Fourier Analysis of analog deterministic signals.
Definition and analysis of simple LTI systems.
Complex envelope of band-pass signals.
Sampling of band-limited signals. Aliasing.
Definition of random process, stationary random processes, Gaussian random processes.
Random processes through LTI systems.
White noise, Statistical characteristics of narrow-band Gaussian noise.
Monica Gherardelli, Mario Fossi
"Appunti di Teoria dei Segnali",
Editrice Esculapio
ISBN 9788874888351
Reference books:
Simon Haykin, Michael Moher: “Introduzione alle telecomunicazioni analogiche e digitali”
Casa Editrice Ambrosiana
J.G Proakis, M. Salehi::”Communication Systems Engineering“,
Prentice Hall International Editions
A. Papoulis: "Probability, Random variables and Stochastic processes",
Ed. Mc Graw-Hill (3* edizione).
Learning Objectives
Knowledge and knowing how to apply the fundamental methodological tools for
description, analysis and modeling of deterministic signals and of
random signals
Knowing how to apply methodological tools to the study of simple linear systems and theirs
behavior in the presence of input signals
Knowing, understanding and interpreting the effects of sampling time-continuous signals.
Prerequisites
Limits, series, integrals. Linear Algebra. Complex Algebra. Trigonometry.
Analytic Geometry. Probability Theory.
Teaching Methods
Classroom lectures or distance lessons in streaming; possibility of accessing the recordings of lessons already held.
Further information
Further information is available at the website e-l.unifi.it
Type of Assessment
Oral exam that consists of four questions for verifying:
-learning the fundamental methodological tools for
description, analysis and modeling of deterministic signals and of
random signals;
- ability to apply methodological tools to the study of the behavior of simple linear systems in the presence of input signals;
-knowing, understanding and interpreting the effects of sampling the time-continuous signals.
At the student's choice, some questions may be replaced by partial written tests in progress.
Course program
Introduction
Definitions of information, signal and communication system.
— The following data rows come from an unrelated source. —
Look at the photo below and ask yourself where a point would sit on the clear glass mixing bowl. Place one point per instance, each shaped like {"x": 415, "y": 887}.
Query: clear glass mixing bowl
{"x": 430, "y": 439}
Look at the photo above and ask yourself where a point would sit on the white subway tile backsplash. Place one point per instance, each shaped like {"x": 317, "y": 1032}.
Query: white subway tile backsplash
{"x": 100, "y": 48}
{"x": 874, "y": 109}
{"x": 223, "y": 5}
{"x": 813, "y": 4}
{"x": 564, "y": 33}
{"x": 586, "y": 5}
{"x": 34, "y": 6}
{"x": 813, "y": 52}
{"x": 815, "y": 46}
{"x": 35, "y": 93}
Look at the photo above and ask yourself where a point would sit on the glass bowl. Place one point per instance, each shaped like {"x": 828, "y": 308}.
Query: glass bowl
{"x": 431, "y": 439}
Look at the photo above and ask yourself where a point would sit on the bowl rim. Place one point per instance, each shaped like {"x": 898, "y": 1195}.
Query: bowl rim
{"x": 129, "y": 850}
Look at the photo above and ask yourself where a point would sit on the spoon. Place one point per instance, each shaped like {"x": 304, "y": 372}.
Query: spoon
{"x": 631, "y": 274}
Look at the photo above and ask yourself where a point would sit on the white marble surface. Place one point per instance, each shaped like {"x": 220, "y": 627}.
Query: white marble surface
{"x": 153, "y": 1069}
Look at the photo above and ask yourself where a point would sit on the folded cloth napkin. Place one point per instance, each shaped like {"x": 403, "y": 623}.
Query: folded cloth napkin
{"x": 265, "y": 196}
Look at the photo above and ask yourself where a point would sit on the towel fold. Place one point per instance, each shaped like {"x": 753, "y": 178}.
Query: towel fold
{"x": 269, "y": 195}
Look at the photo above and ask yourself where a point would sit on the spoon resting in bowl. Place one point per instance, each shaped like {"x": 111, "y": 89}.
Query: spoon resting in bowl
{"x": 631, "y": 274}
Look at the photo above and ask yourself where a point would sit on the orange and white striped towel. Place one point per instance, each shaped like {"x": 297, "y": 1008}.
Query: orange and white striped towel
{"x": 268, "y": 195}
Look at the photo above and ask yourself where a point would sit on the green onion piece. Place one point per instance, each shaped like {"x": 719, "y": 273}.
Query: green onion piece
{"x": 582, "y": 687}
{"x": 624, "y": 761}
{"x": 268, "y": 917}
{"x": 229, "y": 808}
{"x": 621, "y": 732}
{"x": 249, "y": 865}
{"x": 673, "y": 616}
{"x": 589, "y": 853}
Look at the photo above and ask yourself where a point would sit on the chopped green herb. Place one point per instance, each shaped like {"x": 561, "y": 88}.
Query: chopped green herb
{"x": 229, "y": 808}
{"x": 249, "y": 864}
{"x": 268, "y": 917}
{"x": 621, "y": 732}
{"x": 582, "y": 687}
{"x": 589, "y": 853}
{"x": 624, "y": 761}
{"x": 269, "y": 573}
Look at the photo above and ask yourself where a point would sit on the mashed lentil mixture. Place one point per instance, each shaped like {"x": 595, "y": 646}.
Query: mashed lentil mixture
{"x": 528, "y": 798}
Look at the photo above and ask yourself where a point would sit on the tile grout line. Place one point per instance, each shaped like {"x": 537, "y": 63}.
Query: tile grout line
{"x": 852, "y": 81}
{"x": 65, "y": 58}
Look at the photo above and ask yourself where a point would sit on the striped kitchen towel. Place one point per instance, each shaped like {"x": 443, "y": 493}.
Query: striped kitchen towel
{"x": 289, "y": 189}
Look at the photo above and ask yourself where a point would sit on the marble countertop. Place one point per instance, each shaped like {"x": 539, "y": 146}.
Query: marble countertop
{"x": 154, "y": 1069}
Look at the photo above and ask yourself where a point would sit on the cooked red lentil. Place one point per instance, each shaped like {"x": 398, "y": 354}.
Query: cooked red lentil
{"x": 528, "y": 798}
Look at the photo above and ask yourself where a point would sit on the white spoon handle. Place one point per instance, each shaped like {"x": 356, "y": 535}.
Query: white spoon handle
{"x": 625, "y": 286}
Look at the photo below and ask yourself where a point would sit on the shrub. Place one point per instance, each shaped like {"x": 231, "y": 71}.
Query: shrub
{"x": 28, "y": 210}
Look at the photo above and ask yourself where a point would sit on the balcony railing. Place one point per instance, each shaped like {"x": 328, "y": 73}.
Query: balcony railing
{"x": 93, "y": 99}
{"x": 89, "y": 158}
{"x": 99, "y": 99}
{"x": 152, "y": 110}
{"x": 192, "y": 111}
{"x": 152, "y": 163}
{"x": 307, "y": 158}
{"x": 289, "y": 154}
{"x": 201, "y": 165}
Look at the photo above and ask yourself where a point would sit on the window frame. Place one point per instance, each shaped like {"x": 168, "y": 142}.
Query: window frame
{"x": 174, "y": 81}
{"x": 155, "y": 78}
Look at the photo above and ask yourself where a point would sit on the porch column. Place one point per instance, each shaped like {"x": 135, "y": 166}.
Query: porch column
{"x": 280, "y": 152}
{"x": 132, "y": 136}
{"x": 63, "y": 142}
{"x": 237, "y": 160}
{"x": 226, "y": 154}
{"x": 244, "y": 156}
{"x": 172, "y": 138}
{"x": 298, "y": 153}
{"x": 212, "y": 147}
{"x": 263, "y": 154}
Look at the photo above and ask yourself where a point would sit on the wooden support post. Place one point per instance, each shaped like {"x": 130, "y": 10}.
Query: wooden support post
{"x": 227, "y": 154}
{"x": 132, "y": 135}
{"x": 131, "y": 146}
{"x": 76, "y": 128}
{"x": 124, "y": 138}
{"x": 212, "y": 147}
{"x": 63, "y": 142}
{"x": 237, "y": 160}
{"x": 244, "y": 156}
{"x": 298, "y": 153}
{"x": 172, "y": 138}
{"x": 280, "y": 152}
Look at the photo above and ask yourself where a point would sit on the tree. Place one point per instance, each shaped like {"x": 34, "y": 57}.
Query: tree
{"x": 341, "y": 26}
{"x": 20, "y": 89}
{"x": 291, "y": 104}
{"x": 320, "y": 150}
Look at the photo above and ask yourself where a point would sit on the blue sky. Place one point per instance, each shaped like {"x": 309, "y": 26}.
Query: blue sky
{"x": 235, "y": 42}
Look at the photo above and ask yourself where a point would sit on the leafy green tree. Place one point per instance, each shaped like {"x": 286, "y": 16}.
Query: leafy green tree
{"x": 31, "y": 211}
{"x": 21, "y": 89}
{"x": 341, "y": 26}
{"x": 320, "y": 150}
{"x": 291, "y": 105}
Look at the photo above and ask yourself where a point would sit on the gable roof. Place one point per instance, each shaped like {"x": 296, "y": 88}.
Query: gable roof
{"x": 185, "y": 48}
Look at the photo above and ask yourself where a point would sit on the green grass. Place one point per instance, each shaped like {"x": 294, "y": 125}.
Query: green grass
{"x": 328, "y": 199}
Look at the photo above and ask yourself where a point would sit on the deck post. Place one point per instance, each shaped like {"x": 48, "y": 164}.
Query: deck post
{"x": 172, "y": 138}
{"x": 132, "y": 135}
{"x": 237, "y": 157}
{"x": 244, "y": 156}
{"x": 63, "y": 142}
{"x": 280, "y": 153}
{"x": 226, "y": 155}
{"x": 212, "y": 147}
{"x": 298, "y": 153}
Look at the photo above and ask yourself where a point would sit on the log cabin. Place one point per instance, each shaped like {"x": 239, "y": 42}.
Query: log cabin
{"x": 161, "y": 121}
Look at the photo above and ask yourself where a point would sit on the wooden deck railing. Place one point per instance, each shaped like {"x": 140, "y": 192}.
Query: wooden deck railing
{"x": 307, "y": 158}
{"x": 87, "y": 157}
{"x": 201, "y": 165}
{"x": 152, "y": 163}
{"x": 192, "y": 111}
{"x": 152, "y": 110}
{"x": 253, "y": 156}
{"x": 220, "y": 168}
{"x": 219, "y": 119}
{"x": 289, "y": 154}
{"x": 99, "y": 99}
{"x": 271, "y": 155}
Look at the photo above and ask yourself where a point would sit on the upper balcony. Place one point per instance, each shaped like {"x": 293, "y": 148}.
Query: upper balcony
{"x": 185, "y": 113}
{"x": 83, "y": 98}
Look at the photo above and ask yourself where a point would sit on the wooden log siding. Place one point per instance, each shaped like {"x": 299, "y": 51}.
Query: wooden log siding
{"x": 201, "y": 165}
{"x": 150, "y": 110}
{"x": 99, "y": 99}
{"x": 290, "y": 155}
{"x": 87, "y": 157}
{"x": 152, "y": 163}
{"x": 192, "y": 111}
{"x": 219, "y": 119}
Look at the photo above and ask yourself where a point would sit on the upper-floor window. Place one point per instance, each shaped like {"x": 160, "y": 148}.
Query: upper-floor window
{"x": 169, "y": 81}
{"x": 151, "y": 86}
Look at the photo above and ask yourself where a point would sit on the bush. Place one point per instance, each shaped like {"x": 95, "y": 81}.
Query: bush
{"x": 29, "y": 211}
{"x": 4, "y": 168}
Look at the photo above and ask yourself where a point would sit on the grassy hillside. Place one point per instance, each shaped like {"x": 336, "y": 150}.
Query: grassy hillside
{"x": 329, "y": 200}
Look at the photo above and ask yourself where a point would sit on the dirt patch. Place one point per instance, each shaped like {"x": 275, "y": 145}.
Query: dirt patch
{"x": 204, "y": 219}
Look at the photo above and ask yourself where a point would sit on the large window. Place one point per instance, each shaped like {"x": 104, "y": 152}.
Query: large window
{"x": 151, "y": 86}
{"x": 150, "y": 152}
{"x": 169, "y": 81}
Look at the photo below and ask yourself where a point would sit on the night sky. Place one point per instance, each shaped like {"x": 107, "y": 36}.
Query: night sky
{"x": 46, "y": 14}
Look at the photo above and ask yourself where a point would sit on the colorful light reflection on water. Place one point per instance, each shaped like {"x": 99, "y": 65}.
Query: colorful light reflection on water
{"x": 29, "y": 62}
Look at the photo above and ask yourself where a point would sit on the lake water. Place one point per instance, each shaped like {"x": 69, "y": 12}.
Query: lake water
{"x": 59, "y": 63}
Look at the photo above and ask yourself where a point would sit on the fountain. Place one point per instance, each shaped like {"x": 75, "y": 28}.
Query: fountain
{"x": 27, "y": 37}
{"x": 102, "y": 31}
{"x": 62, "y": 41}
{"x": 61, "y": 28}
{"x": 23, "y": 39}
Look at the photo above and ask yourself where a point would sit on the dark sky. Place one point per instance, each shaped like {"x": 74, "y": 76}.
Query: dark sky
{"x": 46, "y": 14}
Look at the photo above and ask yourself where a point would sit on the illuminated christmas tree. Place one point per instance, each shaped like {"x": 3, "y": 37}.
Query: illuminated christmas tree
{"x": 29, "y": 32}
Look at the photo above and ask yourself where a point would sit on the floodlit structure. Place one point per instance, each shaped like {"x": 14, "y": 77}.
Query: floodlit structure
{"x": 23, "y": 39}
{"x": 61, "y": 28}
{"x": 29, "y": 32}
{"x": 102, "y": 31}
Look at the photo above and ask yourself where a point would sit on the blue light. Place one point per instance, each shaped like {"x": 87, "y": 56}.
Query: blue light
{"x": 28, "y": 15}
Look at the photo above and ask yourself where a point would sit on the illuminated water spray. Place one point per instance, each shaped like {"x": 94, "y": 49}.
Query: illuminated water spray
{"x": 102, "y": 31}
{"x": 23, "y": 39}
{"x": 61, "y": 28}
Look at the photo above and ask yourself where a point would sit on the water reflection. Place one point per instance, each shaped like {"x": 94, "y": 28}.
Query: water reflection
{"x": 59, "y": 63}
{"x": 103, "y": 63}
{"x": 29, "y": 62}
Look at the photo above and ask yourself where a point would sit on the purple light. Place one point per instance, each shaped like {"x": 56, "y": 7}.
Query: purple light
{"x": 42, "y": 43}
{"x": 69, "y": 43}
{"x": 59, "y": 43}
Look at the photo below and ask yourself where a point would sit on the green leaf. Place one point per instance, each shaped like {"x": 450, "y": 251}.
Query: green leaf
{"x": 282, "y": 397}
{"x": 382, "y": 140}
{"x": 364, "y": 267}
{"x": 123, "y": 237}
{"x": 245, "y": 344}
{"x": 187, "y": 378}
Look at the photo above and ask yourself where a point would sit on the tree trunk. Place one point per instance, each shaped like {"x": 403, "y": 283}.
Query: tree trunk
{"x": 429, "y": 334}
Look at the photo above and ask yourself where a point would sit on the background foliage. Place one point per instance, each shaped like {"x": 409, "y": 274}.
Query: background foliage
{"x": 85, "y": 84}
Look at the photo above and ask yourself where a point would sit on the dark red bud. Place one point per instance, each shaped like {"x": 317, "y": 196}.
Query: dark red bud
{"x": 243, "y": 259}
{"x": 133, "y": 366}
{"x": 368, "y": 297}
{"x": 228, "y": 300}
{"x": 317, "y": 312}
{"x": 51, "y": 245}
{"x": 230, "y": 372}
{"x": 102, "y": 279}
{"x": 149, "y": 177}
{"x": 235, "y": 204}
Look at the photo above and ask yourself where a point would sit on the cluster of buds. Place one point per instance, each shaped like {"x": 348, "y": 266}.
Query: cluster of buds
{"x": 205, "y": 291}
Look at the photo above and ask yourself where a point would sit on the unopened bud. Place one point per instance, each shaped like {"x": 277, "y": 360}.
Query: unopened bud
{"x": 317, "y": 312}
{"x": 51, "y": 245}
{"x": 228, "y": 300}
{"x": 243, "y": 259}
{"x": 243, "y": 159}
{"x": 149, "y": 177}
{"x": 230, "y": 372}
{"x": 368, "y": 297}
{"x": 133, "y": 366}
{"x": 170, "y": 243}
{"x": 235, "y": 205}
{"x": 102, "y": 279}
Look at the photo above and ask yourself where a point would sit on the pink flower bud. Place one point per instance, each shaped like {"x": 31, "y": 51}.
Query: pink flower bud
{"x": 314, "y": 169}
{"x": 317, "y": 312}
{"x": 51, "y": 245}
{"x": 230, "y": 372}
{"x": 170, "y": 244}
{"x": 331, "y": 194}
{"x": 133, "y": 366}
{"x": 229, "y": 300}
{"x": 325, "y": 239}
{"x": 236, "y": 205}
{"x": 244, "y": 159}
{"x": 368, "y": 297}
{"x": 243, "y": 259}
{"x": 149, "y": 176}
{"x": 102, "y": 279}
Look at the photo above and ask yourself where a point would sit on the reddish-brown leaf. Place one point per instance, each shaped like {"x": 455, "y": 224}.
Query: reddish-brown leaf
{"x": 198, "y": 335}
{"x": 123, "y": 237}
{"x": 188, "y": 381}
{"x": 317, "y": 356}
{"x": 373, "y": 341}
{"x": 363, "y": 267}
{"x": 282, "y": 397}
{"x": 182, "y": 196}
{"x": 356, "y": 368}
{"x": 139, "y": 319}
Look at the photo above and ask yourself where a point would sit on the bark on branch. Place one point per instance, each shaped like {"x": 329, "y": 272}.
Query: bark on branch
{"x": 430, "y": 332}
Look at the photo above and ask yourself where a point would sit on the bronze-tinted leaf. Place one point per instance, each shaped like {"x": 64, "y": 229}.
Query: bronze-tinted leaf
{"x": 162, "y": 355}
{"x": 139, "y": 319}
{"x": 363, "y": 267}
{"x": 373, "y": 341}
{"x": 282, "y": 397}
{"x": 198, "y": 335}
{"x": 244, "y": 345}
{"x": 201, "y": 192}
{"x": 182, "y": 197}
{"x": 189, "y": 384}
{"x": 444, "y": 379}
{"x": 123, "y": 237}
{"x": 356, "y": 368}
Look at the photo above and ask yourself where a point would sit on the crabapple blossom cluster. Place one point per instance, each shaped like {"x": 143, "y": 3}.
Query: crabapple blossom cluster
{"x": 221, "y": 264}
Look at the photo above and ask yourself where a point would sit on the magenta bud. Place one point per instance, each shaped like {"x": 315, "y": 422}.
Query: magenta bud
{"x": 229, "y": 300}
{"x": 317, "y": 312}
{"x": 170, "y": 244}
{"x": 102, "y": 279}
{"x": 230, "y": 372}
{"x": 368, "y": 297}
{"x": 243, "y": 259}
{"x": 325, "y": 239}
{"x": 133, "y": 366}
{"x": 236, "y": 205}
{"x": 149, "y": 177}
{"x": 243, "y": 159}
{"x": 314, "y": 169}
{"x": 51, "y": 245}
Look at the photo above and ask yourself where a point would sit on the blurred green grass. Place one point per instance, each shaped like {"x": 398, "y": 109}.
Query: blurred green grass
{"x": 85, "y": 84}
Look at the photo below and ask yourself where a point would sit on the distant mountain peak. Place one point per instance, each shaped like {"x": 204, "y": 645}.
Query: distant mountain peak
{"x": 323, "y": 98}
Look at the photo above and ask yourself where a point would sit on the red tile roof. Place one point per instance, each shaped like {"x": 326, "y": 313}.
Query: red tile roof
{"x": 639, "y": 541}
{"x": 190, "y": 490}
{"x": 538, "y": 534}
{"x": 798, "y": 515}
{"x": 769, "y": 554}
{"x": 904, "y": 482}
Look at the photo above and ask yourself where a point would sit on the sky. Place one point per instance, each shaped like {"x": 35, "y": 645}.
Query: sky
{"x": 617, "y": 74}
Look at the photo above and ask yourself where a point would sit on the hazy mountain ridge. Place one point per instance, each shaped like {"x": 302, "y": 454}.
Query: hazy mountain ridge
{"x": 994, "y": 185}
Classifications of signals - Deterministic and random signals; energy signals and power signals; analog signals, discrete-time signals and digital signals; periodic signals, no-periodic signals and cyclic signals. Examples.
Deterministic signals
Fourier analysis - Complex exponential Fourier series of periodic and energy signals. Fourier transform; graphic evaluation of convolution integral; autocorrelation, cross-correlation and Parseval theorem. Dirac Delta: definition and properties. Fourier transforms of generalized functions: Dirac delta, complex exponential function, signum function, unit step function, periodic functions, Dirac Comb. Definition of bandwidth of a signal. Autocorrelation and Spectral power density of power signals.
Linear transformations of analog signals – Classification of electrical systems: linear systems, Time-invariant systems, casual systems, stable systems, active and passive systems. Analytical characterization of LTI systems. Physical reliability. LTI system analysis in the frequency domain: frequency response or transfer function of a system, frequency response theorem, I/O relation, relation between I/O power spectral densities. Distortionless transmission: linear distortions, amplitude and phase distortions. Power gain of a LTI system. Filtering systems: band-pass filters, low-pass filters, definition of filter bandwidth.
Complex envelope of a band-pass signal - Hilbert transform. Complex envelope of finite energy signal. Canonical representation of band-pass signals. Examples.
Sampling of signals – Sampling theorem of finite energy and band-limited signals: Fourier transform of the sampled signal, Nyquist rate, analog signal reconstruction by mean of interpolation formula. Aliasing. Sampling by switching circuit. Sample-hold sampling. Sampling of band-pass signals. Examples.
Random vectors - Covariance matrix, Joint distribution function and joint probability density function. Gaussian vectors, linear transformations of n jointly Gaussian random variables.
Random processes – Definition. Nth order distribution function of a process, Nth order probability density function of a process. Multi-dimensional processes. Complex processes. Mean, autocorrelation and auto-covariance functions. Cross-correlation and cross-covariance functions of two processes. Uncorrelated processes, orthogonal processes, statistically independent processes. Gaussian processes. Stationary processes: stationarity in the strict sense and in the wide sense, joint stationarity. Autocorrelation and power spectral density of stationary processes. Cross correlation and cross spectrum of stationary processes. Linear transformation of random processes. Ergodic processes.
Noise – White noise , white gaussian noise through a low-pass filter: ideal and real cases (RC filter). Noise equivalent bandwidth and decorrelation time. Matched filter. Statistical characteristics of Gaussian narrow-band: properties of the in-phase and quadrature components, properties of the envelope and phase.